Video coding in MPAI
In the last 40 years, many efforts have been made to reduce the bitrate required to store and transmit a video signal of ever-growing quality in terms of resolution, dynamic range and colour. These results have been obtained using traditional data processing technologies. However, the advent of Artificial Intelligence (AI) technologies promises to reach even more ambitious targets.
Therefore, it should not be unexpected that one of the first MPAI activities has been the efficient representation of video information using AI technologies and that today MPAI has not one but two video coding groups. Both seek to improve compression: the first – called AI-Enhanced Video Coding (MPAI-EVC) – adds AI technologies to a traditional video compression scheme, and the second – called End-to-End Video Coding (MPAI-EEV) – seeks to optimise a fully AI-based scheme.
This MPAI Newsletter describes the activities of the two groups, their approaches, the results obtained so far, but is also a proof that the MPAI process of defining not just the functional, but also the commercial requirements before the start of the standardisation process is not just a nice idea but also one that can be implemented in practice.
It is important to note that MPAI opens the early phases of its projects – currently fully online – to non-members. If you wish to join one or both projects, please send an email to the MPAI Secretariat.
AI- Enhanced Video Coding – MPAI-EVC
Existing video coding standards rely on a clever combination of multiple encoding tools, each bringing its own contribution to the overall codec performance. The Enhanced Video Coding project (EVC) aims to leverage recent advances in the field of AI to replace or enhance specific video coding tools. The MPEG-5 EVC codec has been chosen as the starting point since its baseline profile includes only technologies dated from more than 20 years ago. So far, two tools have been investigated, namely the intra prediction and the super-resolution tools, as shown in the figure.
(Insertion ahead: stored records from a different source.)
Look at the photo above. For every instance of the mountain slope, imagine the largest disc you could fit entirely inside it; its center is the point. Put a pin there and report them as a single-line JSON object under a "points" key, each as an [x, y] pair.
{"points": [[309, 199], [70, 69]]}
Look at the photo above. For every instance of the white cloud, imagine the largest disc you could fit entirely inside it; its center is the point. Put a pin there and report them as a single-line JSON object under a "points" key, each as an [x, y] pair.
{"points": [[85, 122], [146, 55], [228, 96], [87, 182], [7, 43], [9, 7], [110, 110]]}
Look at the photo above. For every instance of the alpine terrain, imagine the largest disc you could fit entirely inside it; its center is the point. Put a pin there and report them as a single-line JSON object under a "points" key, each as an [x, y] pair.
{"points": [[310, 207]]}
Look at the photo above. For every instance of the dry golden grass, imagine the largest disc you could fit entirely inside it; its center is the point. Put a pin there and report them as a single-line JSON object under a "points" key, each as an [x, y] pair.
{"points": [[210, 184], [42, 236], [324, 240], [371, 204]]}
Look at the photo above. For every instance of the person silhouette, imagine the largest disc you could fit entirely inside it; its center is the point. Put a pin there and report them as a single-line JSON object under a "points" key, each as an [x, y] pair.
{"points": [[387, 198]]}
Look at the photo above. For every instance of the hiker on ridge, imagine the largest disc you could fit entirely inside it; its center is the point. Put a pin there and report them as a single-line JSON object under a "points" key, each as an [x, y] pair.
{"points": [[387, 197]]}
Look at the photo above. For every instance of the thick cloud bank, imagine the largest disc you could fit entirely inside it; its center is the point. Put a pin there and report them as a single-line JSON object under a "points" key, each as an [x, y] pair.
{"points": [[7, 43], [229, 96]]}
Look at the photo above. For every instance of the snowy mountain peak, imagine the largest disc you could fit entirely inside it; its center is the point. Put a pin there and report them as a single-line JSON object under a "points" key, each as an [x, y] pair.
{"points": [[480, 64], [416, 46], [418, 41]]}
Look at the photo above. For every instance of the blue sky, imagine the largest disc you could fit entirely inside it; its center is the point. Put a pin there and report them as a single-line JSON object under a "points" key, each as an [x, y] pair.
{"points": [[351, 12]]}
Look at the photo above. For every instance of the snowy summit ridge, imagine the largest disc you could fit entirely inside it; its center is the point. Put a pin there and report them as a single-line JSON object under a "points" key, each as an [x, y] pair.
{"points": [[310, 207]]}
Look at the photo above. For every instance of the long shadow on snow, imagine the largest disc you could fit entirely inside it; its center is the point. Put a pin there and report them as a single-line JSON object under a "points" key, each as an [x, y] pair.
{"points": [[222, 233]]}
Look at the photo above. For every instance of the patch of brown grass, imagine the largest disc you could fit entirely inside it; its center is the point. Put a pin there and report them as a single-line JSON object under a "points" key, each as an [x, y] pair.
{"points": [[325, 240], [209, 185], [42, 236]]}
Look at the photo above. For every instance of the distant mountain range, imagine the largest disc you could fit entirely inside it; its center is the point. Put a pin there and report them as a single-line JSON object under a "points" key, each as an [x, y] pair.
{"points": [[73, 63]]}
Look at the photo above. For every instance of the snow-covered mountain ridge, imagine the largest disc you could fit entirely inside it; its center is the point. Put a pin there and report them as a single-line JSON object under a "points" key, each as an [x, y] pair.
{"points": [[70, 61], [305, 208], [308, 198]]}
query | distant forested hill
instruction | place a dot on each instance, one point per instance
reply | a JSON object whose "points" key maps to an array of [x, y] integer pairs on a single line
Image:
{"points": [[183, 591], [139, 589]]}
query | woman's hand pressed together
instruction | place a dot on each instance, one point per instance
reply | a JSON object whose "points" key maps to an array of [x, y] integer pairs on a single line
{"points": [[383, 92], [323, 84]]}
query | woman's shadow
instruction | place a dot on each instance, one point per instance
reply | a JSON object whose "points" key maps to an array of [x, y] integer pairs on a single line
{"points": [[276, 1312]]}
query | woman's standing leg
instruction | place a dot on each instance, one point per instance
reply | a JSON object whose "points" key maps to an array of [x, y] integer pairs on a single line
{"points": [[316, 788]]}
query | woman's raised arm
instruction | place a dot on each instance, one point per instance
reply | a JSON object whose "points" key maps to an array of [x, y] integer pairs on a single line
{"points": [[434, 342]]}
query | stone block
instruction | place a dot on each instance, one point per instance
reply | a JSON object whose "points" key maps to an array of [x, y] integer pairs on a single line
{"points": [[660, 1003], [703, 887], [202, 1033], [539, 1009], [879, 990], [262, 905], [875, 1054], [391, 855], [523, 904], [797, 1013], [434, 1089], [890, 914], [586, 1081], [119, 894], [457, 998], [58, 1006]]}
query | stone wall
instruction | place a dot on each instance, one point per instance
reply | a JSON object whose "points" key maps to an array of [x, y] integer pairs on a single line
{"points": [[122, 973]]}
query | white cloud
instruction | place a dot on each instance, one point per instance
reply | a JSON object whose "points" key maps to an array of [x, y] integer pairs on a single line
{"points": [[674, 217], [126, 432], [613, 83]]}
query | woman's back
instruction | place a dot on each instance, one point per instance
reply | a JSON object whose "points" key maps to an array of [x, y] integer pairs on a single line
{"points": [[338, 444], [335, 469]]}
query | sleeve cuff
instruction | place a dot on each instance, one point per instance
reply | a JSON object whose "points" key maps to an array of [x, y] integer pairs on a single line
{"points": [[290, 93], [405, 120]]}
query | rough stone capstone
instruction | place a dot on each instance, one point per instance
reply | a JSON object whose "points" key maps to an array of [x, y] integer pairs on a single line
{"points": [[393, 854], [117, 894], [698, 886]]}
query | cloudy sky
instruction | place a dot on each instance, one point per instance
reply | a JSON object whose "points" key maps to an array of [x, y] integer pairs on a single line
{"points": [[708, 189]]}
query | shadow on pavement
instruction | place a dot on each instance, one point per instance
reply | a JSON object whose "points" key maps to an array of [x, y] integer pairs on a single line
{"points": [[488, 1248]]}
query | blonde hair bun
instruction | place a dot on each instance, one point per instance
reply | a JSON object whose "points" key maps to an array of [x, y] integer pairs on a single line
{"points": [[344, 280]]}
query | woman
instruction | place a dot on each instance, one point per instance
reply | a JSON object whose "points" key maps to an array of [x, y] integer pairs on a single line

Traditional hybrid coding scheme with two AI tools.
The first tool investigated is the intra prediction tool integrated as a learnable “intra predictor” into the EVC encoder. The MPEG-5 EVC base profile offers 5 intra prediction modes: DC, horizontal, vertical and two diagonal modes. The problem of predicting a Coding Unit (CU) content from its context is addressed as an image inpainting problem, i.e., the recovery of image pixels that are unavailable such as occluded pixels. The learned predictor was implemented in the EVC baseline encoder by replacing the DC predictor with the learned predictor, thus ensuring that the bitstream stays decodable. Experiments over the standard JVET sequences show BD-Rate savings in excess of 10% and BD-PSNR improvements above 0.5 dB for some video sequences, and BD-Rate savings in excess of 5% and BD-PSNR improvements above 0.3 dB over the JVET classes from A to F. A visual inspection of the decoded sequences shows that the learned intra predictor causes no perceivable artefacts. Further gains would be possible if, rather than replacing the DC mode, the learned intra-predictor is put in competition with the other 5 modes. Moreover, the addition of smaller images and computer-generated pictures to the training set would boost the performance of these classes of content.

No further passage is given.